Taking a deep breath, Montana lifted his head and sighed. “Fine. Vicious is a dual member, but Fury comes home!”

“Uh.” Fury cautiously lifted his hand. “Not taking my girls away from Linsey, asshole. Or have you forgotten she is their aunt?”

“Hold up,” Vicious jumped into the conversation. “Does anyone care what I think?”

“NO!” Montana and Reaper both said in unison, then Reaper added, “Now, let’s talk about the Alabama club. You know, to pay restitution for your club’s failure to uphold its end of a marker.”

Montana groaned, banging his head on the table once more.

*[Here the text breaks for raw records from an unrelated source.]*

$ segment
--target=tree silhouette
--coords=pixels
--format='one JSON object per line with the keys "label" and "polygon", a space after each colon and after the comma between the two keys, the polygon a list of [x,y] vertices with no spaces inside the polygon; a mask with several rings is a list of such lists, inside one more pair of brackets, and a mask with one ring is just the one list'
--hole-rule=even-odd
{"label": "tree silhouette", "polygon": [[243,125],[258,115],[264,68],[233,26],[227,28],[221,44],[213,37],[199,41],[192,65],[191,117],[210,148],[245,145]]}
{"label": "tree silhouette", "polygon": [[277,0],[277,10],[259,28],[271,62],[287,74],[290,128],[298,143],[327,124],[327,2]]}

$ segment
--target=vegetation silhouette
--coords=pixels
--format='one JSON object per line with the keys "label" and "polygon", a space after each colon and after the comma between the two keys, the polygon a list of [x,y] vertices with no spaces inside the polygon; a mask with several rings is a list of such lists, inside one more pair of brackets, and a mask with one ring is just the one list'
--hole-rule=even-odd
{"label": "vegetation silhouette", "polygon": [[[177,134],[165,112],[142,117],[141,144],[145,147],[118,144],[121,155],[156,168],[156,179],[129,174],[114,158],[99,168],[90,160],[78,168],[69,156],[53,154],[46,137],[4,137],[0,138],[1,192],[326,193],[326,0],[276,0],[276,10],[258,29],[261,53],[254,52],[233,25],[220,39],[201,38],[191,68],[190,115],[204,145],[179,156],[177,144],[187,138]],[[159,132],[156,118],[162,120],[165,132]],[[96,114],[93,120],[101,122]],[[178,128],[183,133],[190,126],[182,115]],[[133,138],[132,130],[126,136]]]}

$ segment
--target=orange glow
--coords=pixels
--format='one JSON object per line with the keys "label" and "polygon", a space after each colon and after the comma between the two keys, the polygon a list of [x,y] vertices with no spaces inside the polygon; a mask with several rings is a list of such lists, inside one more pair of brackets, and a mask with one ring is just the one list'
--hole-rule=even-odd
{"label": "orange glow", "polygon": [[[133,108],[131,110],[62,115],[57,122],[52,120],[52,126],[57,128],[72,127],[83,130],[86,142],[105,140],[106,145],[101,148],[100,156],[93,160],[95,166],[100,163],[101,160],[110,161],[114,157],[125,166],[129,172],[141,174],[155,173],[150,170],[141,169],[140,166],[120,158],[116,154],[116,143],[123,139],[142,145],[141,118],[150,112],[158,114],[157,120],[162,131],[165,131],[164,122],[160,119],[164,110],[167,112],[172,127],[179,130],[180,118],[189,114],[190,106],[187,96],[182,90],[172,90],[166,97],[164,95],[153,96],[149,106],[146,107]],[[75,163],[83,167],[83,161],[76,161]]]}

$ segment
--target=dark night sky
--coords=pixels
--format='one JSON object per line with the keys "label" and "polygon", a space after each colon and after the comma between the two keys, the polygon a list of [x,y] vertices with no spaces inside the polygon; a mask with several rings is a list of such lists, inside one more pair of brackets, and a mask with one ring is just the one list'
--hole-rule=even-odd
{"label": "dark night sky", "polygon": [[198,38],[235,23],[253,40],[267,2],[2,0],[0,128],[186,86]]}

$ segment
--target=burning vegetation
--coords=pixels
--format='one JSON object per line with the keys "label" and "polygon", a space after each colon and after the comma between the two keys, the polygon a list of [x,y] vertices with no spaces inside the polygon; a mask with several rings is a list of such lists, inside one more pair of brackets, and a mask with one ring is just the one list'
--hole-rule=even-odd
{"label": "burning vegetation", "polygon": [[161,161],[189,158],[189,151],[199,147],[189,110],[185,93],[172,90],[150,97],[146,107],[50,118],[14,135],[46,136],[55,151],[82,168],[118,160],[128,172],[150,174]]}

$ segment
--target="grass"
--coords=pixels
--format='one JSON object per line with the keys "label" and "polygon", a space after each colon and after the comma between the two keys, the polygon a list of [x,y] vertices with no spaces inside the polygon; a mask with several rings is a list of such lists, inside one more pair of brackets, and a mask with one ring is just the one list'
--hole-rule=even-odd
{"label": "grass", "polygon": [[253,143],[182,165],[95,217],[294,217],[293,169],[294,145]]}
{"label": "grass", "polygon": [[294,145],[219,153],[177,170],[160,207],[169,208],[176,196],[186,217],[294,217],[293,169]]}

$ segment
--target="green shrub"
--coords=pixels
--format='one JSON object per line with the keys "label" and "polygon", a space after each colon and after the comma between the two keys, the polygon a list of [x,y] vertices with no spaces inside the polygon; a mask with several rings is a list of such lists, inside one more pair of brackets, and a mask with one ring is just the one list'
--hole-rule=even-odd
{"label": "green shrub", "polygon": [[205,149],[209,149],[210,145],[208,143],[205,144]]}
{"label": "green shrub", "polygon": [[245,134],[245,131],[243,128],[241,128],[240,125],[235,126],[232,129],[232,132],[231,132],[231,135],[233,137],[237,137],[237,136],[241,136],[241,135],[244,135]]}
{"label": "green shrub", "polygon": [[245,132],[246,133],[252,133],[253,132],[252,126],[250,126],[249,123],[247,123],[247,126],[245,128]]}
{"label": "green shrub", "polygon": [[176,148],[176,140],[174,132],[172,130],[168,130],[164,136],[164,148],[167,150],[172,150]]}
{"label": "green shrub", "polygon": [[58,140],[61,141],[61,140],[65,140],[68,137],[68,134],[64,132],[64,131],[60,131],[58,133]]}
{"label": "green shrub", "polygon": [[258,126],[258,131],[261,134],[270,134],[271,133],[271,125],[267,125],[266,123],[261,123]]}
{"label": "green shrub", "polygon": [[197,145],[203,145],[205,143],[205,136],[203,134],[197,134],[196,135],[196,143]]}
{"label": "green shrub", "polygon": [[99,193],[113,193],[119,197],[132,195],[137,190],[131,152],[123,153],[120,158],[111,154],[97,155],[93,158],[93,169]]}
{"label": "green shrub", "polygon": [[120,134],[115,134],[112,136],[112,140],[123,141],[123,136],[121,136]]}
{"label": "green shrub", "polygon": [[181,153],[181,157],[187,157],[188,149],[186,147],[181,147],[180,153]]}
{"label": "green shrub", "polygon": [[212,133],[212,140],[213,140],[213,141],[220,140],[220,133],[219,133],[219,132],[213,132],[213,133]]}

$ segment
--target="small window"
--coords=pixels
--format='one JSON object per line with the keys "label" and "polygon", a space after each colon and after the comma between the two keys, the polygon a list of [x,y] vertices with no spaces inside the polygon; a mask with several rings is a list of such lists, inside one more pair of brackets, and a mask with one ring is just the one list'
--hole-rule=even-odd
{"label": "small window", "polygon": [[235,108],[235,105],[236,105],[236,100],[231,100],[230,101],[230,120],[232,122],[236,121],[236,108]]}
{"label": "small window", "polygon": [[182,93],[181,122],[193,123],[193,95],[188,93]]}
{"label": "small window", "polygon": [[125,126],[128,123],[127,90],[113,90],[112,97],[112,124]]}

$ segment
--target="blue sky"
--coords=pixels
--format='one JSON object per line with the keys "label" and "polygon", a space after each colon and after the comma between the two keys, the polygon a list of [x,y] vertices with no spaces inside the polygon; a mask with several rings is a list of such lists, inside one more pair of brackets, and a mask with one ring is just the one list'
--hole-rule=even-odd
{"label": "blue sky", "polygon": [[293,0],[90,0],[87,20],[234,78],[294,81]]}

I couldn’t with these two anymore. No one could! They could easily drive anyone insane. The constant bitching and bickering were becoming tedious and childish. A knot of resentment tightened in my stomach. Part of me, the part that craved peace, the part that hated confrontation, whispered that I should just leave. Take Diana and disappear, vanish into the anonymity of another town, another life, and never hear their poisonous words again. It felt like the only sane option, a moral imperative to protect myself, to protect Diana from this toxic mire.

But then there was the other part. The part that remembered promises, the part that felt a lingering, almost foolish loyalty, the part that believed, against all evidence, that things could get better, that I could somehow fix them. This voice, a desperate, stubborn echo, argued that running away was cowardice. That abandoning them now, when they were at their most volatile, was a betrayal of some unspoken bond. It was a choice that gnawed at me, a stain on my conscience. Was I a man who abandoned his family when they were at their worst, or a man who endured, who tried to find a sliver of light in the suffocating darkness?

My muscles tensed, caught between the yearning for escape and the heavy anchor of obligation. I wanted to disappear, but I also wanted to be the person who could make a difference, who wasn’t so easily broken.